Senza futuro: film. John Carpenter’s Lost Themes
Giulia D’Agnolo Vallan
Le musiche di Carpenter sono in scope, come i suoi film. Hanno la stessa ambizione spaziale. La stessa istintiva eleganza. La stessa texture erotica e quella matericità della suspense che pochi come lui sanno imprimere al fotogramma, alla fluidità di un movimento di macchina.
Carpenter lavora ormai così raramente che la tentazione di tradurre questi lost themes in lost films - in film perduti, che non e mai riuscito a fare - è forte al punto che qualcuno ha persino provato a immaginarli: una vittima che corre inseguita in una foresta, un’altra perseguitata da un fantasma... Lo stesso Carpenter ha detto di aver concepito ogni canzone come un film a sé, composto di temi/scene diversi. Ma questo impulso alla visualizzazione è fuorviante, dato che i lost themes sono film che lui non ha mai scritto, visto, sognato, o per cui si è battuto. Completamente astratti.
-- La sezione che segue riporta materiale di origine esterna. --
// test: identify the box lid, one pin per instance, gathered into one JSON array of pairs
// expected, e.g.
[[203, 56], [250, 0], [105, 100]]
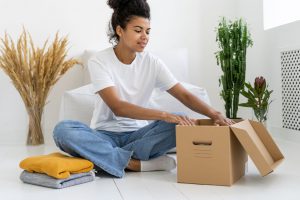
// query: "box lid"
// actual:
[[259, 144]]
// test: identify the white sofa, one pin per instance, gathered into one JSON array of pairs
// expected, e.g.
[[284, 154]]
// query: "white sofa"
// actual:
[[78, 104]]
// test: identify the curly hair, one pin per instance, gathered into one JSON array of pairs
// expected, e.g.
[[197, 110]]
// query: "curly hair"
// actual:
[[124, 11]]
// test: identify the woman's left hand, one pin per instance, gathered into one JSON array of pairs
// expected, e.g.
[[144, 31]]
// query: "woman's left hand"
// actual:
[[219, 119]]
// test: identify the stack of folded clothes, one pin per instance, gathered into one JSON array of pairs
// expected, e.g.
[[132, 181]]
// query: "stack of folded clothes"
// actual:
[[56, 170]]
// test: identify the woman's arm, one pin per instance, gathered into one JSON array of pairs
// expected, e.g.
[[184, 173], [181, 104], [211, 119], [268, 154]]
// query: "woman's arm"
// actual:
[[197, 105], [125, 109]]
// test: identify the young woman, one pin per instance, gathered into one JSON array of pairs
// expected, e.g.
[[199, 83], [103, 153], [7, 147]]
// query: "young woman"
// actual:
[[124, 76]]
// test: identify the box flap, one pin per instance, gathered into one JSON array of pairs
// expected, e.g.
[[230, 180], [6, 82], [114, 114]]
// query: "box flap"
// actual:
[[259, 144]]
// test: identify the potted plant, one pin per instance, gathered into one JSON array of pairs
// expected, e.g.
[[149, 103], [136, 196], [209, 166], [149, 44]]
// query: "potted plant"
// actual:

Ma, ci dicono queste undici canzoni improvvisate sulla tastiera di casa, che dietro ai titoli prevedibilmente minimal (Mystery, Vortex, Night, Fallen..) nascondono sonorità barocche, synth-ornatissime, nella loro sensibilità retro (Bach come sempre, Morricone, i Beatles ma anche l’euforica cheesiness di gruppi come Abba o Procol Harum): sono questi i film che Carpenter (da) oggi è disposto a fare. “Senza pressioni di sorta, senza attori che mi chiedono istruzioni, senza una troupe che mi aspetta, una sala di montaggio in cui andare, una data d’uscita in sala”.
George Romero sta finendo un ciclo di graphic novels per la Marvel, Empire of the Dead. La prima graphic novel di Walter Hill, Balles perdues, è appena uscita in Francia. Ma se i loro scivolamenti di medium riflettono un contesto in cui per autori come Hill, Romero o Carpenter è sempre piu’ difficile fare film, lo scivolamento di Carpenter sembra rispondere a una necessità fisiologica più profonda, interiore.
Come succede nei suoi ultimi lavori, anche i momenti migliori di Lost Themes sono quelli - sempre più rari - di abbandono. Quel senso di lasciarsi andare quasi fisico, che anima per esempio la corsa d’inizio di Pro-Life (ripresa nell’apertura di The Ward) la maggior parte di Vampires e la sequenza della possessione in Ghosts of Mars... Spesso sono i riff alla tastiera di suo figlio Cody (cui si devono alcuni brandelli del disco) e la chitarra lancinante del figlioccio del regista, Sean Daniels, che scompigliano la (dis)attenzione della “maniera Carpenter” e lo trascinano - dietro alla coolness delle superfici - dentro quell’identificazione totale con il cinema e la sua fattura, che sta al cuore del romanticismo schivo, “americano”, che attraversa la sua opera.
Sono momenti di gioia, effervescenti. Commoventi, esagerati e - lui sarebbe d’accordo - quasi “ridicoli”.